A fundamental problem of asexual adaptation is that beneficial substitutions are not efficiently accumulated in large populations: Beneficial mutations often go extinct because they compete with one another in going to fixation. It has been argued that such clonal interference may have led to the evolution of sex and recombination in well-mixed populations. Here, we study clonal interference, and mechanisms of its mitigation, in an evolutionary model of spatially structured populations with uniform selection pressure. Clonal interference is much more prevalent with spatial structure than without, due to the slow wave-like spread of beneficial mutations through space. We find that the adaptation speed of asexuals saturates when the linear habitat size exceeds a characteristic interference length, which becomes shorter with smaller migration and larger mutation rate. The limiting speed is proportional to μ1/2 and μ1/3 in linear and planar habitats, respectively, where the mutational supply μ is the product of mutation rate and local population density.
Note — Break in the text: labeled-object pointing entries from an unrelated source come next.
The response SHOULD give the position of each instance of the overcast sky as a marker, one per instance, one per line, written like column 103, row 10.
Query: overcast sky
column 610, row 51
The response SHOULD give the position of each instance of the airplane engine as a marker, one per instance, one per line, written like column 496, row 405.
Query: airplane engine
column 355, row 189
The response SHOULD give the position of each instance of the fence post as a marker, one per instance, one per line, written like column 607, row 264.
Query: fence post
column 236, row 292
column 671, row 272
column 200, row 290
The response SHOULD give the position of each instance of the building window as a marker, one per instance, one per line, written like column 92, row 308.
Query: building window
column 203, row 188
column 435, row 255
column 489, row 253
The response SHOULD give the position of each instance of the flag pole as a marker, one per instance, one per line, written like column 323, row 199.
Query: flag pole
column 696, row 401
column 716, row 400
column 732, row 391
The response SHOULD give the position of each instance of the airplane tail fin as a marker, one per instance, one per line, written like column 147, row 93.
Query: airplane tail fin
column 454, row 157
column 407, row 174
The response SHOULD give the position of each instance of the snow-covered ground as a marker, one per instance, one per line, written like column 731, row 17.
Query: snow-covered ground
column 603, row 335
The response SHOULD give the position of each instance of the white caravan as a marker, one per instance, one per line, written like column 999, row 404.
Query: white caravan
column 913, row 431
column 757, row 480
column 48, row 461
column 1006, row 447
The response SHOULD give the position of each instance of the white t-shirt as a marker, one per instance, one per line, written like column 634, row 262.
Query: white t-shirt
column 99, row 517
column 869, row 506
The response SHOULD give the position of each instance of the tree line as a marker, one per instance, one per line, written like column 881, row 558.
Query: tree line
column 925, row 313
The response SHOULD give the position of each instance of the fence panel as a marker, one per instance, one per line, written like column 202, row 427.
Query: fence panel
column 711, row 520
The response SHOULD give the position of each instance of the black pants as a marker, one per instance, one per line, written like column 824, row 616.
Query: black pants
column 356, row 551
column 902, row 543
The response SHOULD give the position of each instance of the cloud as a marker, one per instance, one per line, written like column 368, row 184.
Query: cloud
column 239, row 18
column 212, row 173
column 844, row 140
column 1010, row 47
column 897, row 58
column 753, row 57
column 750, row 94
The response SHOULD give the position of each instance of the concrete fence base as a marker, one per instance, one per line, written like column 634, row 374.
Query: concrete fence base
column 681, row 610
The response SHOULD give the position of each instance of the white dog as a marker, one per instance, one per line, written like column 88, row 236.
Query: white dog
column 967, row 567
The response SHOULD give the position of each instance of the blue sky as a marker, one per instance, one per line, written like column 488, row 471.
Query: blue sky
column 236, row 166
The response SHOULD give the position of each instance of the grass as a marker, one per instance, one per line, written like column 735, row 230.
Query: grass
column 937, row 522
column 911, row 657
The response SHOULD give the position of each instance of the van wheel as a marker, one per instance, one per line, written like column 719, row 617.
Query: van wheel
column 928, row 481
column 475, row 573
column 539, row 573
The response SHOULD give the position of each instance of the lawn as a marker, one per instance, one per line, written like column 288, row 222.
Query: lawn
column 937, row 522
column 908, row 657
This scaling and the existence of a speed limit should be amenable to experimental tests as they fall far below predicted adaptation speeds for well-mixed populations (that scale as the logarithm of population size). Finally, we show that not only recombination, but also long-range migration is a highly efficient mechanism of relaxing clonal competition in structured populations. Our conservative estimates of the interference length predict prevalent clonal interference in microbial colonies and biofilms, so clonal competition should be a strong driver of both genetic and spatial mixing in those contexts.